Norge (Georges Mogin 1898-1990)

Norge, de son vrai nom Georges Mogin, est né à Bruxelles en 1900 d’un père descendant d’un huguenot ayant fui la France après la révocation de l’Edit de Nantes et d’une mère allemande (il aura les deux nationalités belge et allemande et les deux cultures). Il publie son premier recueil de poèmes en 1923 sous le nom de « Géo Norge » et connait jusqu’en 1936 une première période de production littéraire intense faisant partie d’un groupe avant-gardiste et s’occupant d’édition. Après la guerre, il s’installe en Provence et deviendra antiquaire en 1954 à Saint-Paul de Vence. Commence alors sa seconde période de production littéraire intense qui durera jusqu’à sa mort survenue à Mougins en 1990. Il a reçu en 1958 le prix triennal de poésie de la Communauté française de Belgique pour son recueil Les Oignons, en 1969 l’Aigle d’or de la poésie au premier festival international du livre à Nice, en 1970 le prix quinquennal de littérature de la Communauté française de Belgique, en 1971, le premier prix littéraire belgo-canadien et en 1985, le prix de la Critique pour Les Coq-à-l’âne.

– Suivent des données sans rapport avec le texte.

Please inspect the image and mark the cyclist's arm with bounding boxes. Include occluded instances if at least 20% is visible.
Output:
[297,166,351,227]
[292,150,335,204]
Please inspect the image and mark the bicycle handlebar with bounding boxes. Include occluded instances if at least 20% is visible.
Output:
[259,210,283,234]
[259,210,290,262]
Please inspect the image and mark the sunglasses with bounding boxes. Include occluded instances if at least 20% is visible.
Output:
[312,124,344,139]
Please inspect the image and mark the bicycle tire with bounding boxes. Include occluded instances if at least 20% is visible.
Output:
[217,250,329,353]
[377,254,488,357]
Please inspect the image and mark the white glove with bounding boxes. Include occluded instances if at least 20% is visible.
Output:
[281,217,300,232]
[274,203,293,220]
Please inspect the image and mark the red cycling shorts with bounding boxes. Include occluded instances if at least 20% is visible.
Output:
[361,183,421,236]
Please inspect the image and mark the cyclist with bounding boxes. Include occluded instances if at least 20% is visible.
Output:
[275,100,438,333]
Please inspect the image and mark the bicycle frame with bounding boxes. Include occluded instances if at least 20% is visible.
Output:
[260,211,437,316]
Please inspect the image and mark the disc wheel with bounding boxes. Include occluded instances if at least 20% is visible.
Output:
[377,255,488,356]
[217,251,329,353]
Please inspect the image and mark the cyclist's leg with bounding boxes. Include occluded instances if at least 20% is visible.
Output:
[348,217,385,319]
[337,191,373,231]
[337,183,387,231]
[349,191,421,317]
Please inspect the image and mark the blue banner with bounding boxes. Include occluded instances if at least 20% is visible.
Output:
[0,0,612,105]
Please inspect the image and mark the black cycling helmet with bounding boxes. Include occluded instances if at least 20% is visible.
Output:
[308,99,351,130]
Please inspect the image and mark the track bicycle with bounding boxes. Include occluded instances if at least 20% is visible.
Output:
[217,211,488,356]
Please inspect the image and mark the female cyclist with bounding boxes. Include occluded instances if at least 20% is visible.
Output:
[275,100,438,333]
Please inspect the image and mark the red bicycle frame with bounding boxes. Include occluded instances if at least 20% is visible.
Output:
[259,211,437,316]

    Sa poésie revêt une grande diversité de formes et atteint souvent une dimension métaphysique en utilisant néanmoins un langage simple, minimaliste souvent empreint d’humour. Je ne résiste pas à vous présenter trois citations et aphorismes qui illustrent parfaitement sa personnalité et son style  :

La fraise des bois : « Aubin cueillait des fraises dans les bois. — Baste, une femme nue, dit-il tout d’un coup. C’est ici que ça pousse; je me demandais bien. Elle venait à lui, souriante et légère. Ils eurent beaucoup d’enfants et Aubin dut trimer comme un nègre. »

Le nain : « Ce qu’il y a de grand chez le nain, c’est son regard. D’ailleurs. le nain n’est pas petit, ça se voit, il est comprimé; il pourrait devenir très grand. Oui, mais son cœur est petit. Tu crois ? Et puis, pourquoi parler toujours de taille ? 

L’ordre : « Je mets beaucoup d’ordre dans mes idées. Ça ne va pas tout seul. Il y a des idées qui ne supportent pas l’ordre et qui préfèrent crever. À la fin, j’ai beaucoup d’ordre et presque plus d’idées.